Chapnę sobie dzisiaj Hapana. Jest to drugie kooperacyjne piwo Browaru Wąsosz i fińskiego Humalove. Gdybym nie miał takiej sklerozy pewnie pamiętałbym ich pierwsze wspólne piwo, no ale jak widać mam.
Jak głosi etykieta
Hapan to Polish Fruit Sour Saison. I
co takie gały robicie? Trzeba było chodzić na anglika, to byście nie musieli
teraz świecić oczami ;) Po prostu jest to Saison
z dodatkiem owoców (agrestu i brzoskwini) zakwaszony bakteriami Lactobacillus helveticus i chmielony
polską Sybillą. Proste nie?
W sumie Hapan to fajne
piwo. Piwo, które prócz procentów dostarcza także porcję wiedzy. Mnie na
przykład nauczyło, że hapan po fińsku
znaczy kwaśny. Piwo, które uczy! Świetna sprawa.
Hapan nie chciał
współpracować przy nalewaniu. Drobna piana nie była zbyt wysoka, mimo że lałem
dość agresywnie. Do tego bardzo szybko zaczęła znikać. Kilka minut i już było
po sprawie! Piwo zostało odziane w wyraźnie mętny, pomarańczowo-złoty odcień.
Jedźmy dalej.
Smak jest rześki jak
poranna bryza, świeży jak karp w dniu Wigilii. Dominuje w nim przyjemny kwasek
o cytrynowym zacięciu, który nie jest ani za mocny, ani za słaby. Jest
wycelowany po prostu idealnie. Na drugim planie prym wiedzie lekka słodowa nuta
oraz przyjemna owocowość. Faktycznie czuć tutaj agrest, ale obecności
brzoskwini nie odnotowałem. W tle czai się natomiast skórka limonki, odrobina niedojrzałych
jabłek papierówek oraz symboliczna chmielowość w subtelnie ziołowej formie.
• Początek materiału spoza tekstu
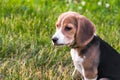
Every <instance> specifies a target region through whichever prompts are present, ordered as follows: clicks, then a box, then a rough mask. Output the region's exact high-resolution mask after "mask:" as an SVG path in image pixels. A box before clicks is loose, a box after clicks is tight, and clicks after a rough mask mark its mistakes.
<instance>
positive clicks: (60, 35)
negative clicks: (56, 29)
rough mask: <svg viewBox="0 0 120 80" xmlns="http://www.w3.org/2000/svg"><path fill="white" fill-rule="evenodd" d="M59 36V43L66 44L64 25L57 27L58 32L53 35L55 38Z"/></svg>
mask: <svg viewBox="0 0 120 80" xmlns="http://www.w3.org/2000/svg"><path fill="white" fill-rule="evenodd" d="M54 37H56V38H58V41H57V44H64V43H65V39H64V38H65V36H64V35H63V33H62V27H61V28H60V29H57V31H56V33H55V34H54V35H53V38H54Z"/></svg>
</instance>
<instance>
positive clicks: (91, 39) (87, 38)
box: [76, 16, 95, 47]
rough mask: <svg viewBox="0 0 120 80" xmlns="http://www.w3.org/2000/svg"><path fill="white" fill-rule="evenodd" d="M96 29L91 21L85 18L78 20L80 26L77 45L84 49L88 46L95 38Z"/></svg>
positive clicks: (82, 18)
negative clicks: (83, 46)
mask: <svg viewBox="0 0 120 80" xmlns="http://www.w3.org/2000/svg"><path fill="white" fill-rule="evenodd" d="M94 32H95V27H94V25H93V24H92V22H91V21H90V20H88V19H87V18H86V17H84V16H80V17H79V18H78V26H77V33H76V43H77V45H79V46H81V47H83V46H85V45H87V44H88V43H89V42H90V41H91V40H92V38H93V36H94Z"/></svg>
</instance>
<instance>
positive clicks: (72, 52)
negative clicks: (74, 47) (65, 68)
mask: <svg viewBox="0 0 120 80" xmlns="http://www.w3.org/2000/svg"><path fill="white" fill-rule="evenodd" d="M70 53H71V57H72V60H73V63H74V66H75V69H77V70H78V71H79V72H80V73H84V69H83V66H82V62H83V61H84V59H83V58H82V57H80V56H79V54H78V51H77V50H76V49H71V52H70Z"/></svg>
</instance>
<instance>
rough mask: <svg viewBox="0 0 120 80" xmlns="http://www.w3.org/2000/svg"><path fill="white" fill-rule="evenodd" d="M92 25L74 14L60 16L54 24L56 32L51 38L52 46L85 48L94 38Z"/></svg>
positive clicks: (74, 12) (83, 19) (66, 14)
mask: <svg viewBox="0 0 120 80" xmlns="http://www.w3.org/2000/svg"><path fill="white" fill-rule="evenodd" d="M94 32H95V27H94V25H93V24H92V23H91V22H90V21H89V20H88V19H87V18H86V17H84V16H82V15H80V14H78V13H76V12H65V13H63V14H61V15H60V16H59V18H58V20H57V22H56V32H55V34H54V35H53V37H52V41H53V44H54V45H68V46H79V47H80V46H85V45H87V44H88V43H89V42H90V41H91V39H92V38H93V36H94Z"/></svg>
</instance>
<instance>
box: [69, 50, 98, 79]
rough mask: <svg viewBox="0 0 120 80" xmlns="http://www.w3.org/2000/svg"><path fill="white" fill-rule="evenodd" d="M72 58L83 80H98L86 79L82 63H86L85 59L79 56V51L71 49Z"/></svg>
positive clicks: (74, 65) (71, 56)
mask: <svg viewBox="0 0 120 80" xmlns="http://www.w3.org/2000/svg"><path fill="white" fill-rule="evenodd" d="M71 57H72V60H73V63H74V66H75V70H78V71H79V72H80V73H81V74H82V75H83V77H84V79H83V80H96V79H97V78H94V79H88V78H86V77H85V71H84V67H83V65H82V62H83V61H84V58H85V57H84V58H81V57H80V56H79V55H78V52H77V50H75V49H71ZM75 70H74V72H73V74H72V76H74V73H75Z"/></svg>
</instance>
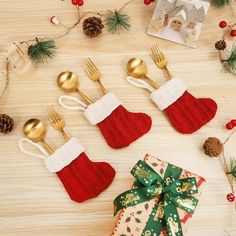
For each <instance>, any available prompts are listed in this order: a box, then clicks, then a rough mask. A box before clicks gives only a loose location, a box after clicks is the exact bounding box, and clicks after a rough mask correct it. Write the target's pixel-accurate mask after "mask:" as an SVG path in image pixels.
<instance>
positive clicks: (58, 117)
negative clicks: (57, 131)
mask: <svg viewBox="0 0 236 236" xmlns="http://www.w3.org/2000/svg"><path fill="white" fill-rule="evenodd" d="M52 109H53V111H54V113H55V115H56V117H57V119H58V120H61V119H62V116H61V115H60V114H59V113H58V112H57V111H56V110H55V108H54V106H52Z"/></svg>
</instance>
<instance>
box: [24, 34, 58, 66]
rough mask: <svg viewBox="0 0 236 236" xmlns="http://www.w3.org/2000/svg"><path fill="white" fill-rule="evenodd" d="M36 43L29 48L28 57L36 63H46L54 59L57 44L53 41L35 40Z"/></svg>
mask: <svg viewBox="0 0 236 236" xmlns="http://www.w3.org/2000/svg"><path fill="white" fill-rule="evenodd" d="M35 41H36V43H34V44H31V45H30V46H29V47H28V55H29V57H30V58H31V60H32V61H33V62H35V63H44V62H46V61H47V60H48V59H52V58H53V57H54V56H55V53H56V43H55V41H54V40H53V39H38V38H36V39H35Z"/></svg>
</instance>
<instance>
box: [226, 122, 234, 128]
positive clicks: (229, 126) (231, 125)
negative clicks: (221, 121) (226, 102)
mask: <svg viewBox="0 0 236 236" xmlns="http://www.w3.org/2000/svg"><path fill="white" fill-rule="evenodd" d="M233 127H234V125H233V123H231V122H229V123H227V124H226V128H227V129H233Z"/></svg>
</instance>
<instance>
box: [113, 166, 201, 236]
mask: <svg viewBox="0 0 236 236" xmlns="http://www.w3.org/2000/svg"><path fill="white" fill-rule="evenodd" d="M182 171H183V169H181V168H179V167H176V166H174V165H171V164H168V166H167V169H166V171H165V174H164V177H163V178H162V177H161V176H160V175H159V174H158V173H156V172H155V171H154V170H153V169H152V168H151V167H150V166H149V165H147V164H146V163H145V162H144V161H139V162H138V163H137V164H136V165H135V167H134V168H133V169H132V171H131V174H132V175H133V176H134V177H135V178H136V181H135V183H134V188H133V189H131V190H128V191H126V192H124V193H122V194H120V195H119V196H118V197H117V198H116V199H115V200H114V206H115V212H114V214H115V215H116V214H117V212H118V211H119V210H121V209H123V208H127V207H129V206H135V205H137V204H140V203H143V202H146V201H149V200H151V199H153V198H157V200H158V201H157V203H156V204H155V206H154V208H153V210H152V213H151V214H150V217H149V219H148V221H147V223H146V226H145V228H144V230H143V232H142V236H154V235H160V233H161V231H162V230H163V229H167V231H168V235H171V236H182V235H183V231H182V226H181V222H180V217H179V214H178V211H177V207H179V208H181V209H182V210H184V211H186V212H188V213H190V214H193V213H194V211H195V209H196V206H197V203H198V200H197V199H196V198H194V197H192V196H191V194H194V193H198V189H197V182H196V178H195V177H192V178H184V179H179V178H180V175H181V173H182Z"/></svg>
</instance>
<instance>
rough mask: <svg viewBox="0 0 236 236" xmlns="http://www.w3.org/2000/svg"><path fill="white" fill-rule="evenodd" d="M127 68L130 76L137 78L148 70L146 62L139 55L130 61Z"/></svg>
mask: <svg viewBox="0 0 236 236" xmlns="http://www.w3.org/2000/svg"><path fill="white" fill-rule="evenodd" d="M127 70H128V73H129V75H130V76H132V77H134V78H137V79H141V78H143V77H144V76H145V75H146V74H147V72H148V69H147V65H146V63H145V62H144V61H143V60H142V59H140V58H138V57H135V58H132V59H130V60H129V61H128V63H127Z"/></svg>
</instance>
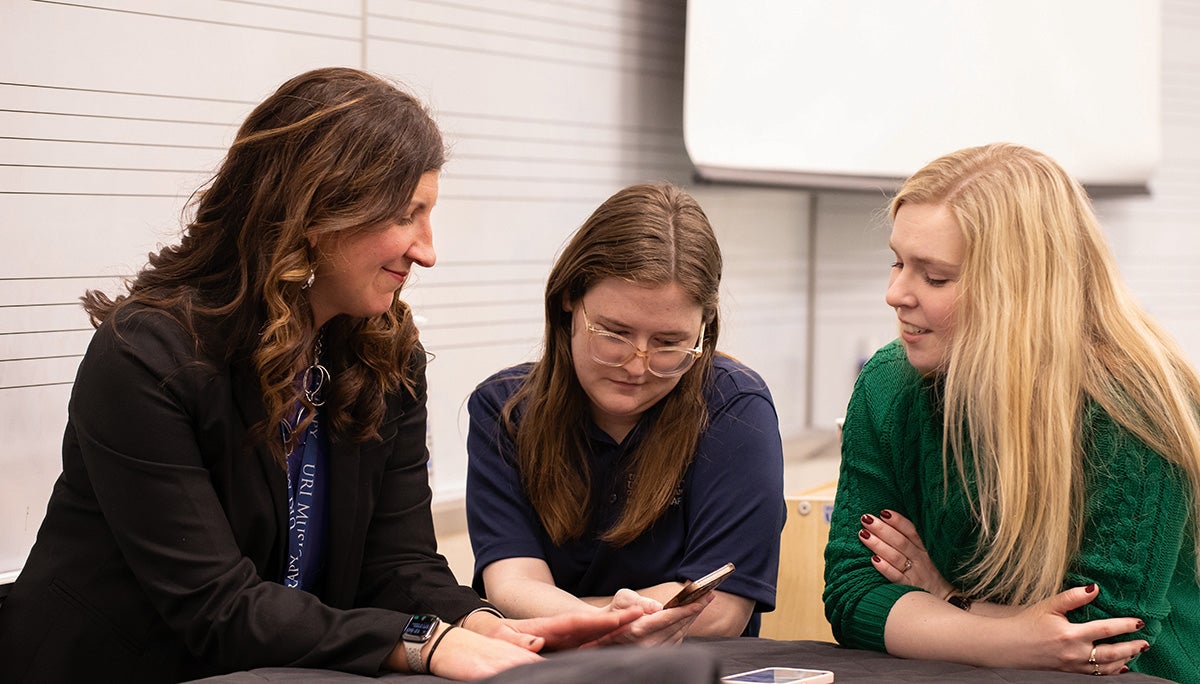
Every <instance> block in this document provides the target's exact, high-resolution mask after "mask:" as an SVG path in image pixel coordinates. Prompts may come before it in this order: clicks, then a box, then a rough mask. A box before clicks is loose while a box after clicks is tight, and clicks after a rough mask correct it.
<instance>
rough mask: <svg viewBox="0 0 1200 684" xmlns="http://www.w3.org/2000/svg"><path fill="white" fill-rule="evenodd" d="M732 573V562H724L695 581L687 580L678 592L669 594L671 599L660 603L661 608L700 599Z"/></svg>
mask: <svg viewBox="0 0 1200 684" xmlns="http://www.w3.org/2000/svg"><path fill="white" fill-rule="evenodd" d="M732 574H733V564H732V563H726V564H725V565H721V566H720V568H718V569H716V570H713V571H712V572H709V574H708V575H704V576H703V577H701V578H700V580H696V581H695V582H692V581H691V580H688V581H686V582H684V586H683V588H682V589H679V593H678V594H676V595H674V596H671V600H670V601H667V602H666V604H662V610H666V608H678V607H679V606H686V605H688V604H691V602H695V601H697V600H700V599H701V598H703V596H706V595H708V593H709V592H712V590H713V589H715V588H716V586H718V584H720V583H721V582H724V581H725V578H726V577H728V576H730V575H732Z"/></svg>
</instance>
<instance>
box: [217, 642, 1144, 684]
mask: <svg viewBox="0 0 1200 684" xmlns="http://www.w3.org/2000/svg"><path fill="white" fill-rule="evenodd" d="M772 665H774V666H782V667H809V668H814V670H830V671H833V672H834V676H835V682H836V683H838V684H856V683H858V684H865V683H868V682H870V683H877V682H907V683H917V684H923V683H929V684H948V683H960V682H961V683H967V682H970V683H972V684H973V683H979V682H983V683H988V682H994V683H1015V682H1021V683H1033V684H1043V683H1045V684H1056V683H1061V684H1069V683H1072V682H1074V683H1076V684H1082V683H1085V682H1091V683H1092V684H1094V682H1096V680H1094V679H1093V678H1092V677H1091V676H1088V674H1069V673H1066V672H1032V671H1028V670H989V668H983V667H972V666H970V665H958V664H954V662H942V661H934V660H905V659H901V658H894V656H890V655H887V654H884V653H876V652H869V650H854V649H850V648H841V647H838V646H835V644H833V643H828V642H821V641H775V640H769V638H689V640H688V641H686V642H685V643H684V644H683V646H679V647H676V648H671V647H659V648H637V647H610V648H601V649H588V650H575V652H568V653H559V654H552V655H551V656H550V658H547V659H546V661H545V662H539V664H536V665H527V666H523V667H515V668H512V670H509V671H506V672H502V673H499V674H497V676H496V677H490V678H487V679H482V680H480V682H482V683H486V684H574V683H580V684H584V683H586V684H593V683H596V682H630V683H634V684H643V683H660V682H661V683H670V684H677V683H678V684H718V682H719V679H720V677H721V676H725V674H732V673H734V672H743V671H746V670H755V668H757V667H766V666H772ZM264 682H302V683H306V684H368V683H372V682H386V683H390V684H445V682H448V680H446V679H442V678H440V677H433V676H431V674H388V676H384V677H380V678H368V677H360V676H356V674H346V673H342V672H329V671H322V670H295V668H287V667H265V668H259V670H252V671H248V672H238V673H233V674H224V676H221V677H210V678H208V679H199V680H197V682H196V683H194V684H199V683H203V684H262V683H264ZM1118 682H1120V684H1147V683H1153V682H1158V683H1163V682H1166V679H1159V678H1157V677H1148V676H1146V674H1134V673H1132V672H1130V673H1126V674H1122V676H1121V679H1118Z"/></svg>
Całość jest smaczna, przyjemnie kwaśna i okrutnie pijalna. Piwo wchodzi jak
złoto! :D
Aromat także nie
zawodzi. Bakterie lacto czuć już z
daleka. Tu również kwach jest wyraźny, ale nie mowy o jakiejś totalnej
dominacji. Jest limonka i cytryna. Bardziej w formie skórki niż miąższu, czy
soku. Ponownie wyczuwam lekki powiew agrestu, który jak widać fajnie sprawdza
się w tego typu piwie. Białe, niedojrzałe jabłka chyba również podpisały listę
obecności. Lekka i zwiewna słodowość pełni tu rolę przysłowiowego „murzyna”.
Jest bardziej tłem niż samodzielną postacią. Gdy się mocno sztachnę aromatem to
wydaje mi się, że na horyzoncie majaczą jakieś jeszcze inne owoce. Bardziej
słodkie, ale nie jestem w stanie ich zidentyfikować.
Hapan to bardzo
rześkie, lekkie i sesyjne piwo. Mimo zaledwie 10° Plato nie wydaje się ono
wodniste. Kwasek oraz odpowiednie nasycenie wnoszą tu niesamowicie wielkie
pokłady świeżości, co przekłada się także na olbrzymią pijalność. Ciecz
wyśmienicie gasi pragnienie. Całość jest przyjemnie kwaśna, owocowa i genialnie
skomponowana. Zapach także zdaje egzamin i to bez „kampanii wrześniowej” ;p
Szczerze polecam to
piwko. Lato się skończyło, ale pies srał to lato. Teraz też Hapan pięknie
wchodzi. Orzeźwia ciało i umysł lepiej niż Red Bull. Naprawdę.
OCENA: 8/10
CENA: 7ZŁ
(Częstochowski Festiwal Piwa)
ALK.4,6%
TERMIN WAŻNOŚCI: 02.03.2017
TERMIN WAŻNOŚCI: 02.03.2017
BROWARY REGIONALNE
WĄSOSZ & HUMALOVE
Piwo mnie urzekło. Naprawdę. Aromat agrestu w piwie jest powalający
OdpowiedzUsuńPotwierdzam. Hapan jest zaebisty :D
OdpowiedzUsuńReguła "co człowiek to gust" w tym przypadku jednak się potwierdza. Ja po dwóch łykach wylałem piwo do zlewu. Od roku pije crafty i nigdy tak sie nie zawiodłem jak w tym przypadku. Widocznie nie moje smaki...
OdpowiedzUsuńNo racja. Piwo jest bardzo specyficzne i nie każdemu będzie smakować.